There are two implementations in this repo: a simple one, suitable for users who use only a single AtomSpace, and a sophisticated one, intended for sophisticated users who need to work with complex DAG's of AtomSpaces. These two are accessed by using either MonoStorageNode or by using RocksStorageNode. Both use the standard StorageNode API.

The implementation of MonoStorageNode is smaller and simpler, and is the easier of the two to understand.

The implementation of RocksStorageNode provides full support for deep stacks (DAG's) of AtomSpaces, layered one on top another (called "Frames", a name meant to suggest "Kripke Frames" and "stackframes").

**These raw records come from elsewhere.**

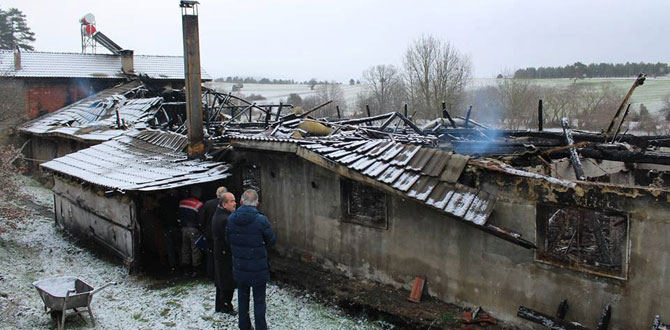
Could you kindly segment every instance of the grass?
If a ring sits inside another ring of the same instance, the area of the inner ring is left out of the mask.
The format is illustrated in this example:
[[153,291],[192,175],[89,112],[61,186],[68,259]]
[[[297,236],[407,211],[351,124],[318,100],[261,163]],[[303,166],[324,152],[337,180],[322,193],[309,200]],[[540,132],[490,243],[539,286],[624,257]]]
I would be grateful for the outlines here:
[[170,314],[170,308],[163,308],[163,310],[160,313],[162,317],[166,317],[168,314]]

An individual "frame" can be thought of as a change-set, a collection of deltas to the next frame further down in the DAG. A frame inheriting from multiple AtomSpaces contains the set-union of Atoms in the contributing AtomSpaces. Atoms and Values can added, changed and removed in each changeset, without affecting Atoms and Values in deeper frames.

Design

This is a minimalistic implementation. There has been no performance tuning. There's only just enough code to make everything work; that's it. This does nothing at all fancy/sophisticated with RocksDB, and it might be possible to improve performance and squeeze out some air. However, the code is not sloppy, so it might be hard to make it go faster.

If you are creating a new StorageNode to some other kind of database, using the code here as a starting point would make an excellent design choice. All the hard problems have been solved, and yet the overall design remains fairly simple. All you'd need to do is to replace all of the references to RocksDB to your favorite, desired DB.